儒教と経済倫理--ウェーバー『儒教と道教』を読む(15)

□中国における法の観念
 中国には自由という観念がなく、私的な所有の神聖さの観念もなかった。神的な不変の自然法というものは知られていない。聖法と俗法の違いも認識されず、弁護士という職もない。自然法や原始状態の観念はなく、西洋の倫理学的な中心概念が儒教には知られていなかった。


 西洋の近代的な法の合理化は二つの力で推進された。第一は、厳密な形式的で予測可能な法の体系と、訴訟手続きにたいする資本主義的な関心であり、第二は絶対主義的な国家権力の官僚的合理主義の力である。「合理的に訓練され、また地方間で均等な昇進のチャンスを獲得しようと努力する官僚階級によって運営される法が、法典化された体系性と一様性をもつ」[11]ようになるのである。

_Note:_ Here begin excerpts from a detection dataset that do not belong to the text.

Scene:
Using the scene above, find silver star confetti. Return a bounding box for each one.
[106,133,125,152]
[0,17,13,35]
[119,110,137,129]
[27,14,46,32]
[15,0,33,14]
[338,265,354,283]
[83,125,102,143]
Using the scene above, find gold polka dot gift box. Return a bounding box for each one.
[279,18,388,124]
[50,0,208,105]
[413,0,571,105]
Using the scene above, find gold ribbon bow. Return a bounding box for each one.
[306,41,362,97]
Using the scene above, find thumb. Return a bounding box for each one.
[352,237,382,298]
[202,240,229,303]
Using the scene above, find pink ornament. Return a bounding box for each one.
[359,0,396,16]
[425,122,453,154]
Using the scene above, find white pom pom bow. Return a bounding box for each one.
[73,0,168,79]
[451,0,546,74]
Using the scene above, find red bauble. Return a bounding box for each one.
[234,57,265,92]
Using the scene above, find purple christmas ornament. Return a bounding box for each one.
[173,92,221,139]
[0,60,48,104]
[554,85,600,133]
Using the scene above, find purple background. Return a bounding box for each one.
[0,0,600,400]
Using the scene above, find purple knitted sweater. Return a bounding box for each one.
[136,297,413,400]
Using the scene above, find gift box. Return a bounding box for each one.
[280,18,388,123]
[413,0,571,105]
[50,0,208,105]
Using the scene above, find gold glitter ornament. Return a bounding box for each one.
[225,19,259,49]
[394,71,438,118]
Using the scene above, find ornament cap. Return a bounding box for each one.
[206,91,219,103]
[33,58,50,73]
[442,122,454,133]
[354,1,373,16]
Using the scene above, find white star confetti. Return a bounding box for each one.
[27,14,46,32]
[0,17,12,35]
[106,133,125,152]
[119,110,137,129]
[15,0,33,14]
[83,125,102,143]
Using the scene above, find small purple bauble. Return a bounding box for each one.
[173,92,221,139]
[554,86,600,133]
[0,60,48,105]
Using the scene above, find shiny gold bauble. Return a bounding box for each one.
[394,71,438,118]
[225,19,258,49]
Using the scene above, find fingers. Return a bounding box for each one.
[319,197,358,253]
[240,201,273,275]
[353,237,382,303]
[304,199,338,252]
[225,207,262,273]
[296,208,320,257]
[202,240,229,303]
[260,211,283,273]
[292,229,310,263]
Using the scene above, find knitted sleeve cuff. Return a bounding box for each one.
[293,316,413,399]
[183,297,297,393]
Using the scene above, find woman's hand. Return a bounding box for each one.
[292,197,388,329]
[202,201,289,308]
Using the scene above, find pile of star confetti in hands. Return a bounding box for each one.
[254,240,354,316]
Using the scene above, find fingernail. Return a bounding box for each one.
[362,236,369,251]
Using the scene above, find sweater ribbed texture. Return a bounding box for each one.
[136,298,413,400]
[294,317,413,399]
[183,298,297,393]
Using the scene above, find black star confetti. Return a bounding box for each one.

 家産制の中国では、法曹身分も資本主義的な力も無視できた。そのため形式的な法律学は発展せず、「法の実質的な徹底合理化も決して企てられることがなかった」[12]。さらに中国には自然科学的な思考も欠如していた。

儒教の性格
 儒教は宗教ではなく倫理だった。しかもそれは「現世とその秩序と因習への適応であり、教養ある世俗人たちのための政治的準則と社会的礼儀規則との巨大な法典」[13]であった。人間は善であり、「個々の私人がもっともよく天に仕える方法は、かれ自身の真なる本性を発展させること」[14]だった。根源悪の概念はなく、人間が本来堕落しているという観念もごく遅れて登場した(性悪説)。

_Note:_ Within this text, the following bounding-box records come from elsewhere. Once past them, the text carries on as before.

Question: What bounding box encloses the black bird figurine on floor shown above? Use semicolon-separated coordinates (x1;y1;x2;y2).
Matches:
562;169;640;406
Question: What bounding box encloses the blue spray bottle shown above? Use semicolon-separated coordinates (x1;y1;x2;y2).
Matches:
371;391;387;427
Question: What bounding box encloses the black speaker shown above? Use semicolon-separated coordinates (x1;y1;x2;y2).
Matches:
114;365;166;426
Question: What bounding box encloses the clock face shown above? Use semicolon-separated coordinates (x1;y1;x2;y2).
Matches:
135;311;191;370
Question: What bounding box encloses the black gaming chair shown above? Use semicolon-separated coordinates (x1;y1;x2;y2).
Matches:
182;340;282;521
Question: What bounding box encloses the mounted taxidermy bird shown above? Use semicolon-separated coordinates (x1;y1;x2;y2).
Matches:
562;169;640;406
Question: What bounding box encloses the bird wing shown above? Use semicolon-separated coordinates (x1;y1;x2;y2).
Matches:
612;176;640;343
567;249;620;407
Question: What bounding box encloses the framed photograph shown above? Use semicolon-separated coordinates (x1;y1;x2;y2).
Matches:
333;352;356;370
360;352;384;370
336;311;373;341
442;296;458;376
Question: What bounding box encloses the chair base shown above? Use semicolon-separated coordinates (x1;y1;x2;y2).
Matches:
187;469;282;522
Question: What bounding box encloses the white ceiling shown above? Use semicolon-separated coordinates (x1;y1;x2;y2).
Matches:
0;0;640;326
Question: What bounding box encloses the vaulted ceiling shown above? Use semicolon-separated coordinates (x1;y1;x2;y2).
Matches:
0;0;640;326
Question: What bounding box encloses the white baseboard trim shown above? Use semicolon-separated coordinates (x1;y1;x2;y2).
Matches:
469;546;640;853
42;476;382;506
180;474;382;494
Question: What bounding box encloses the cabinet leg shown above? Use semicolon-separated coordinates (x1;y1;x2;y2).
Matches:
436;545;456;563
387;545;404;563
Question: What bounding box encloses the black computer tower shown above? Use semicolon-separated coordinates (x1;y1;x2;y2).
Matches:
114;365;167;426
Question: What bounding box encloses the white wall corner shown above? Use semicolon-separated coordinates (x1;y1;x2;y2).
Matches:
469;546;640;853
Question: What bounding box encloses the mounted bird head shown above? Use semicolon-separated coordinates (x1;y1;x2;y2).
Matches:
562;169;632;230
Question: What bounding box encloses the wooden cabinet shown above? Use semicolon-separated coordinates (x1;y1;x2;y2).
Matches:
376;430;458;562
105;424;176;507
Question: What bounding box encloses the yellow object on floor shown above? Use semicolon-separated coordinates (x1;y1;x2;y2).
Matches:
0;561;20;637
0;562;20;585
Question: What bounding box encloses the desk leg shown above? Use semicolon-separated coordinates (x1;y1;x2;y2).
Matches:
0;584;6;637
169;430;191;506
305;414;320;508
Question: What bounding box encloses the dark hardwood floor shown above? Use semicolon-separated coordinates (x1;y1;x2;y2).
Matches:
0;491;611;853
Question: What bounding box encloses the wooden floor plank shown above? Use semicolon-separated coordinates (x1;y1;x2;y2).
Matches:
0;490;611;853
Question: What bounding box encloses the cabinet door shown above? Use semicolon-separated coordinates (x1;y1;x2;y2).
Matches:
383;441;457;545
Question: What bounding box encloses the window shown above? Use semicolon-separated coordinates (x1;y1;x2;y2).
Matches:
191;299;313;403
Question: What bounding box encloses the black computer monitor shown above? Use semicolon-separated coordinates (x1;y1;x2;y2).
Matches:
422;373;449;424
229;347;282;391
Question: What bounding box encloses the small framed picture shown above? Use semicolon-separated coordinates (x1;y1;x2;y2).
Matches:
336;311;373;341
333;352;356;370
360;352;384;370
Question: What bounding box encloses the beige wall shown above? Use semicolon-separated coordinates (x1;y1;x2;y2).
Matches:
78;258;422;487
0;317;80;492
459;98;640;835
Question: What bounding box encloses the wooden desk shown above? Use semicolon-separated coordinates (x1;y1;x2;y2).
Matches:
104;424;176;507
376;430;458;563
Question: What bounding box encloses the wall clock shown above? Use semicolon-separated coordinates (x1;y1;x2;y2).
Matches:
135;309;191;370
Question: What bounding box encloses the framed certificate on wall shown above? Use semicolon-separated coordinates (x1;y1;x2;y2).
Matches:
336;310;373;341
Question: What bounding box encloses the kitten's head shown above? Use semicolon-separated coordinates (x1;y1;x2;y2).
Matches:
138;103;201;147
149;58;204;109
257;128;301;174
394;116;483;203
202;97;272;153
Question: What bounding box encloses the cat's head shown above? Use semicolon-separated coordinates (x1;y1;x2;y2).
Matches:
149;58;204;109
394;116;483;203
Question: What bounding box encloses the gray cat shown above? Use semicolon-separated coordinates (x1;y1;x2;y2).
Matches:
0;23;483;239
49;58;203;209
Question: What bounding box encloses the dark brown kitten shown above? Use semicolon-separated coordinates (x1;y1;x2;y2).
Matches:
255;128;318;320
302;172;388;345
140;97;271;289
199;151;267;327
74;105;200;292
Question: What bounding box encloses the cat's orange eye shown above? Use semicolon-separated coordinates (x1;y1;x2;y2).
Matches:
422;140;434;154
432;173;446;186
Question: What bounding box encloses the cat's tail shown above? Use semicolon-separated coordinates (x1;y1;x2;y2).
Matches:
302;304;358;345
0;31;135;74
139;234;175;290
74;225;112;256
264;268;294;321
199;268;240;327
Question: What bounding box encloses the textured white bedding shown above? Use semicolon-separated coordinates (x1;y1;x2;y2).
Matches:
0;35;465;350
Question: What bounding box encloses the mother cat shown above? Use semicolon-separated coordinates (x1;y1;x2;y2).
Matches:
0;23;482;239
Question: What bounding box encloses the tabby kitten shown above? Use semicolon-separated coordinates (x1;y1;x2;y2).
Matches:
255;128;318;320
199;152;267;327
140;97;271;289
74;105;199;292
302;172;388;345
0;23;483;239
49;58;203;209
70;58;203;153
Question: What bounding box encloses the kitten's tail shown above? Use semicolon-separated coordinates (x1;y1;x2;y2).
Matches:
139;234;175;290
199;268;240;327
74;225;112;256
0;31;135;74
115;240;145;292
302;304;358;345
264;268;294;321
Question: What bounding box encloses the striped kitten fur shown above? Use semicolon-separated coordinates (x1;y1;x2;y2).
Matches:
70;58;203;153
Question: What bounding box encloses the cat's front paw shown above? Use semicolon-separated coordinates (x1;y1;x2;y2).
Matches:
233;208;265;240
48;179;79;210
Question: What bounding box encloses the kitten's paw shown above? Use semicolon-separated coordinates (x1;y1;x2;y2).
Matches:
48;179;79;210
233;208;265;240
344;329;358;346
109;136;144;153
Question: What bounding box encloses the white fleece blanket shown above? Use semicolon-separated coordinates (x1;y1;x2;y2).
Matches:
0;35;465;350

 経済的な欲望や性的な欲望は、「人間の行為の基礎的な刺激」[15]であり、人間の堕落や罪の状態などは想定されていない。儒教は呪術を否定する。中国の君主は礼にしたがうこと、すなわち「自制ある沈着と非のうちどころのない態度、つまり儀礼的に順序正しい宮廷的サロンの意味での典雅と威厳」[16]を示すことが求められる。「きびきびとした自制と内省と慎み、とりわけ情熱の抑制が中国の君主の特徴なのだ」[17]。


 儒教的にみて「罪」とされたのは、孝の欠如である。孝とは封建領主にたいする恭順、父母と師と、職業的な階層の上位者と官吏一般にたいする恭順である」[18]。

儒教と経済倫理
 儒教は「利欲を社会的不穏の根源とみなしていた」[19]。ただし経済的利益の追求が否定されたのではない。孔子ですら、「その努力の結果がすこしでも保証されてさえすれば、『鞭を手にした使用人ですら』富をえようとするだろう、という」[20]。

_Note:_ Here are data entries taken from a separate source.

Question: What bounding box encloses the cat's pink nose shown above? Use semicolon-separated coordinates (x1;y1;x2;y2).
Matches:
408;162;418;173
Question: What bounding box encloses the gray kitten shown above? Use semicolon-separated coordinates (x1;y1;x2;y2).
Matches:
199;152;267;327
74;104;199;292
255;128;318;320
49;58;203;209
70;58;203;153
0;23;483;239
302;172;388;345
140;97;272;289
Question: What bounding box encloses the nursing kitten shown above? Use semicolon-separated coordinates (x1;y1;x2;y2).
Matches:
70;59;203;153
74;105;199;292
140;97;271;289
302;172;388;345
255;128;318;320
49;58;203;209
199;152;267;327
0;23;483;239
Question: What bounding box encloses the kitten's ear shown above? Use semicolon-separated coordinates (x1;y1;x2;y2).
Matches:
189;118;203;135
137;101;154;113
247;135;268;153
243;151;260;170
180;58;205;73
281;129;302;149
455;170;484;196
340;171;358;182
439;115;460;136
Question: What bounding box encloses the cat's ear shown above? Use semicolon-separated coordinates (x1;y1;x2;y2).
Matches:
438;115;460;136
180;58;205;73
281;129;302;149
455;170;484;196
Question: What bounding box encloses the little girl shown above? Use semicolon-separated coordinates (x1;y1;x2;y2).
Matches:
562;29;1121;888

 ただし君子のありかたとして営利は望ましくない。「魂の均衡と調和は、営利のリスクによって動揺させられるからである。このようにして、官職受祿者の立場が倫理的に理想化されて登場する。官職的地位はとりわけ、それだけが人格の完成を許すという理由によっても、高級な人間が就くに値する唯一の地位である」[21]とされた。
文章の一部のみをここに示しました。